ろく

監督失格のろくのレビュー・感想・評価

監督失格(2011年製作の映画)
4.5
平野にとって映画を撮ること=由美香を撮ることなんだと思う。

平野はAVの監督だ。でもこの映画では全くと言っていいほど絡みはない。過去の由美香のAV出演が少しだけでるだけ。それよりも前半は平野と由美香が二人の愛を、そして映画を確かめるために北海道で自転車で行く。

二人の道行はなんとも愛らしい。文句をいい、そしてたまにお互いを信じ、さらには和解し。ここには最高にやさしい「愛」がある。

でも男と女はそれでもわかれる。なのに監督の平野は「由美香」を愛している。たまにくる電話やメールの相手をし、たまに酒を飲み。二人は付き合ってないけど繋がっている。

でも

35歳の誕生日に由美香を撮ろう。平野はたまたま仕事として由美香と会う。映画を撮るんだ。そう思い平野は由美香のマンションに行く。

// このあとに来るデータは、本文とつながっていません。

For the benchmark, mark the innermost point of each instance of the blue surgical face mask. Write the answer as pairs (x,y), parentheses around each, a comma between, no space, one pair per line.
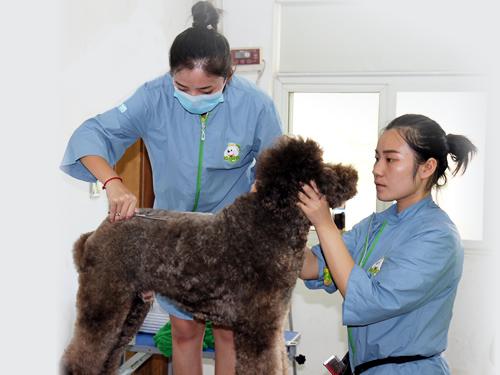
(198,104)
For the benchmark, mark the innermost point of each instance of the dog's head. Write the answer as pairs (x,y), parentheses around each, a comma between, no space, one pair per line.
(292,162)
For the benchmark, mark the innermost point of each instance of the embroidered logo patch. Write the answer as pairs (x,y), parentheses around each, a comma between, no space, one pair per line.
(232,152)
(373,270)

ドアホンを押す。だれも出ない。なんども押す。実家に連絡をする。合鍵でドアを開ける。

そこには急死した由美香がいた。

これはもっとも愛している人が死んでしまったことの映画なんだ。由美香の母が泣き崩れる中、平野は警察を呼び事情聴取をこなし、そして由美香の死を「こなしていく」。

そして

5年後。平野は絶叫し泣き、自転車を走らせる。由美香がすべてだったんだ。

僕はこれほど強い愛の映画を知らない。